JAVA_OPTS="$JAVA_OPTS -XX:+UseConcMarkSweepGC"

JAVA_OPTS="$JAVA_OPTS -XX:CMSInitiatingOccupancyFraction=75"
JAVA_OPTS="$JAVA_OPTS -XX:+UseCMSInitiatingOccupancyOnly"

So, I'm getting some default configuration for garbage collection that I
probably should be tuning; especially given that it is running out of
memory after a few weeks on our setup with kibana and a rather large amount
of logstash indices (over 200GB).

Is it possible to have a custom garbage collection strategy without
modifying files deployed and overwritten by the rpm? elasticsearch.in.sh
seems specific to the 1.1.1 version given that it also includes the
classpath definition.

In any case, it might be handy to clarify the recommended way to configure
elasticsearch when deployed using the rpm as opposed to a developer machine
with a tar ball. Most documentation I'm finding seems to assume the latter.

Jilles

--
You received this message because you are subscribed to the Google Groups "elasticsearch" group.
To unsubscribe from this group and stop receiving emails from it, send an email to elasticsearch+unsubscribe@googlegroups.com.
To view this discussion on the web visit https://groups.google.com/d/msgid/elasticsearch/182eb657-9503-42f6-8007-41150143fe46%40googlegroups.com.
For more options, visit https://groups.google.com/d/optout.


(Radu Gheorghe) #2

Hi Jilles,

Any idea on why you're running out of memory? You can monitor stuff like
field, filter caches and memory pools to get some clues.

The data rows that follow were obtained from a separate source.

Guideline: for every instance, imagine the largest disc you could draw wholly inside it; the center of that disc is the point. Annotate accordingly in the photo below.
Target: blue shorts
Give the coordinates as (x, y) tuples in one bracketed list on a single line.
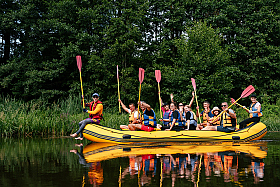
[(225, 129)]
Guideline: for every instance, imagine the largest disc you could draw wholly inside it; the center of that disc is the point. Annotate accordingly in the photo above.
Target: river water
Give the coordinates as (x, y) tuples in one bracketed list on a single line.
[(65, 162)]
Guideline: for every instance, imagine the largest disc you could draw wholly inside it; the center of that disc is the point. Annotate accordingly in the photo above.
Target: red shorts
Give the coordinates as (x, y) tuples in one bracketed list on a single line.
[(146, 128)]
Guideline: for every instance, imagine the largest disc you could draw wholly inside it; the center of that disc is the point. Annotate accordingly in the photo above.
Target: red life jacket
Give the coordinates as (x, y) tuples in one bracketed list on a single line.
[(92, 107)]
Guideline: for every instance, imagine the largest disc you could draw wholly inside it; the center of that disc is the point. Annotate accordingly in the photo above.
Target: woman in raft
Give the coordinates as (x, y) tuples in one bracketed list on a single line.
[(255, 111)]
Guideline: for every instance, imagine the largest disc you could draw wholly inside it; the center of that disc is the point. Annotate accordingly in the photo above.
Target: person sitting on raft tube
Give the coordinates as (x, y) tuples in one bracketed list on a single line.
[(255, 111), (191, 120), (133, 114), (148, 119), (177, 121), (95, 115), (215, 111), (228, 121), (206, 114), (166, 114)]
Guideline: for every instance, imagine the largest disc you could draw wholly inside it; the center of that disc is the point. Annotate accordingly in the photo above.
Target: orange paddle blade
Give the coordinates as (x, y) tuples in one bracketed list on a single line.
[(158, 75), (79, 62)]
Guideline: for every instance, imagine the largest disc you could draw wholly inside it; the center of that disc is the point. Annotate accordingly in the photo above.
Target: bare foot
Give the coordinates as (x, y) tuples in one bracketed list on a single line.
[(74, 135)]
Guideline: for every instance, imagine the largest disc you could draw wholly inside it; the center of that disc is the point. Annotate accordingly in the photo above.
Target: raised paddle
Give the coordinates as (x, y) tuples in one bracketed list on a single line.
[(232, 101), (79, 64), (194, 88), (248, 91), (119, 94), (158, 78), (141, 78)]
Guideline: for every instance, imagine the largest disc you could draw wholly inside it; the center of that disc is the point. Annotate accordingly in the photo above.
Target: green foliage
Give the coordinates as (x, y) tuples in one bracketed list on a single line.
[(224, 45)]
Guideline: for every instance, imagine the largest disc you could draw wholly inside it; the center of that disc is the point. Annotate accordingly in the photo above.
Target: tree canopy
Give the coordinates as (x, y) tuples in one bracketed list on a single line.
[(225, 45)]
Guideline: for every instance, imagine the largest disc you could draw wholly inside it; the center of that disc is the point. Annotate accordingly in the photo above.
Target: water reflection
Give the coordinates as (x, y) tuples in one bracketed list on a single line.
[(175, 164)]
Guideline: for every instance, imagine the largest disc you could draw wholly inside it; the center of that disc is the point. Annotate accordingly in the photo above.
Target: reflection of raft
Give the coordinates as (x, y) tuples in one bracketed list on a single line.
[(98, 133), (102, 151)]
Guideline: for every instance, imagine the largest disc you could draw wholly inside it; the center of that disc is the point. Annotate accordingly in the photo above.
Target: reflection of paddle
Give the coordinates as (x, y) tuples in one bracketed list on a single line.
[(158, 78), (250, 89), (232, 101), (141, 78), (119, 94), (79, 64), (194, 87)]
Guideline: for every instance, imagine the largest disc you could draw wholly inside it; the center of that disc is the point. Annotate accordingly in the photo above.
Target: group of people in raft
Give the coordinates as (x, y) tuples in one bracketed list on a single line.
[(182, 118)]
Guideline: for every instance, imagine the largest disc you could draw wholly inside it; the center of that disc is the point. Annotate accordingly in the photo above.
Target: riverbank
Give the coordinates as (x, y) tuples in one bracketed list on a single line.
[(36, 118)]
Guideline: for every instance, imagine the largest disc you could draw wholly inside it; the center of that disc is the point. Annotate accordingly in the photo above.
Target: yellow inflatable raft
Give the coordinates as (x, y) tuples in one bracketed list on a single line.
[(98, 133), (103, 151)]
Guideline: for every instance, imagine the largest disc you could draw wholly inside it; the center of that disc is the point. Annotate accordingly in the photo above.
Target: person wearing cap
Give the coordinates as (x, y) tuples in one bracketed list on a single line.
[(228, 120), (95, 115), (255, 111), (147, 121), (133, 114)]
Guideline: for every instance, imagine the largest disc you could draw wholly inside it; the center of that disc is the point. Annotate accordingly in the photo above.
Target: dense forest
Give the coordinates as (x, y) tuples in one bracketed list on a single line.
[(225, 45)]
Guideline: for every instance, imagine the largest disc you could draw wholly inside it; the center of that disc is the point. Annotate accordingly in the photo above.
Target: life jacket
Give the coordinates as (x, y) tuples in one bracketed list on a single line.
[(149, 120), (204, 115), (218, 122), (179, 121), (166, 115), (253, 108), (228, 121), (93, 107), (131, 116), (193, 119)]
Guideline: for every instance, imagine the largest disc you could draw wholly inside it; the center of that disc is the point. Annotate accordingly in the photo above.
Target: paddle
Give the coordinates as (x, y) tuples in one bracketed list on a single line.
[(79, 64), (194, 88), (248, 91), (232, 101), (119, 94), (141, 78), (158, 78)]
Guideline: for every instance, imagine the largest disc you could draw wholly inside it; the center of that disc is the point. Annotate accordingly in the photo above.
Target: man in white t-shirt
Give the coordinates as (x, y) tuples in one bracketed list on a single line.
[(133, 114)]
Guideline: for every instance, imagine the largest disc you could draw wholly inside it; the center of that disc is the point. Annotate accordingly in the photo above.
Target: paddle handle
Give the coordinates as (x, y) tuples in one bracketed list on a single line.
[(82, 89), (159, 100), (225, 111), (197, 106)]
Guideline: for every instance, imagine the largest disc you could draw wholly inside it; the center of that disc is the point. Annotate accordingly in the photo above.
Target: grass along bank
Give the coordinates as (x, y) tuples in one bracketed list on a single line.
[(18, 118)]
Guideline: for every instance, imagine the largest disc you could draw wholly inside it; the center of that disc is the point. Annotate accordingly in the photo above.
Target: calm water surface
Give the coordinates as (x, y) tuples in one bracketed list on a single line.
[(63, 162)]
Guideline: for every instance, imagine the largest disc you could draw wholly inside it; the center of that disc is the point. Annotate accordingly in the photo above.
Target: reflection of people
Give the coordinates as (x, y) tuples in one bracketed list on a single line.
[(95, 115), (133, 113), (255, 111)]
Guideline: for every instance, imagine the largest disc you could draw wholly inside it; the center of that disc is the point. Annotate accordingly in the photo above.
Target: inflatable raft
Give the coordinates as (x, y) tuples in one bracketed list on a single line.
[(98, 133), (95, 152)]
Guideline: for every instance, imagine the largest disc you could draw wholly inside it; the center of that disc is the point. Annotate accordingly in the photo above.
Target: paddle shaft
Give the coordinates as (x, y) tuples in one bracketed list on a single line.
[(82, 89), (224, 110), (197, 106), (139, 100), (119, 95), (159, 100)]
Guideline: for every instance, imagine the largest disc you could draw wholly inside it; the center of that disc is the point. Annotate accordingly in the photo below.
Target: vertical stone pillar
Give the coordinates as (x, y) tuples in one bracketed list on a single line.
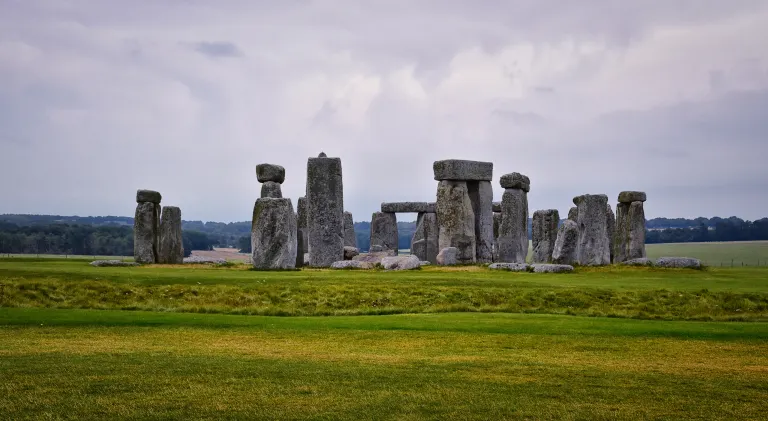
[(544, 234), (146, 226), (325, 199), (384, 231), (513, 232), (593, 245), (171, 242), (629, 237)]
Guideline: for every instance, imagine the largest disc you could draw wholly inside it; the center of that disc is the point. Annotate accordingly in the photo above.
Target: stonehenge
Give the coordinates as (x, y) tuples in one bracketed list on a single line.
[(513, 232), (325, 216), (629, 236)]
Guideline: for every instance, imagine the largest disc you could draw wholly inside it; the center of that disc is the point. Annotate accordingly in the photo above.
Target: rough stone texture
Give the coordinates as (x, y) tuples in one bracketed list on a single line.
[(110, 263), (643, 261), (566, 243), (350, 239), (544, 233), (351, 264), (551, 268), (461, 170), (171, 249), (424, 243), (515, 181), (401, 262), (270, 172), (456, 219), (593, 246), (631, 196), (513, 232), (678, 262), (148, 196), (271, 189), (273, 234), (325, 216), (447, 256), (384, 230), (512, 267), (481, 196), (408, 207), (629, 235), (146, 225), (350, 252)]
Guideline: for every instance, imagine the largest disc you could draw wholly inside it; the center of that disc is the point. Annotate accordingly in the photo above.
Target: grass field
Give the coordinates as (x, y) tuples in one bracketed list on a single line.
[(435, 343)]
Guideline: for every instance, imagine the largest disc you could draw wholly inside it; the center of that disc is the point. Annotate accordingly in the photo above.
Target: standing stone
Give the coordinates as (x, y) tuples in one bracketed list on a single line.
[(146, 225), (544, 230), (171, 243), (593, 246), (325, 200), (271, 189), (513, 232), (384, 231), (350, 239), (566, 243), (424, 244), (273, 234), (481, 196), (456, 219)]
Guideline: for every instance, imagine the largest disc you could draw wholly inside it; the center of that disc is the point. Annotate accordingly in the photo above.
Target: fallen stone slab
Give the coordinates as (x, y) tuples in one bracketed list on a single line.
[(401, 263), (551, 268), (112, 263), (408, 207), (678, 262), (512, 267), (461, 170)]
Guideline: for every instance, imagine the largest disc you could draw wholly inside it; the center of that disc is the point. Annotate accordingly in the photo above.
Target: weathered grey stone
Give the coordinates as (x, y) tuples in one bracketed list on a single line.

I would assume your problem is because field data is accumulating, and not
because of GC settings. Depending on how much heap, how many nodes you
have, and how much heap is used for other things, I'd limit that a slice of
the total memory (for example, 30%).

Best regards,
Radu

Performance Monitoring * Log Analytics * Search Analytics
Solr & Elasticsearch Support * http://sematext.com/

On Fri, Apr 25, 2014 at 7:09 PM, Jilles van Gurp jillesvangurp@gmail.comwrote:

I've been using the elasticsearch rpms (1.1.1) on our centos 6.5 setup and
I've been wondering about the recommended way to configure it given that it
deploys an init.d script with defaults.

I figured out that I can use /etc/sysconfig/elasticsearch for things like
heap size. However, /usr/share/elasticsearch/bin/elasticsearch.in.shconfigures some defaults for garbage collection:

JAVA_OPTS="$JAVA_OPTS -XX:+UseParNewGC"
JAVA_OPTS="$JAVA_OPTS -XX:+UseConcMarkSweepGC"

JAVA_OPTS="$JAVA_OPTS -XX:CMSInitiatingOccupancyFraction=75"
JAVA_OPTS="$JAVA_OPTS -XX:+UseCMSInitiatingOccupancyOnly"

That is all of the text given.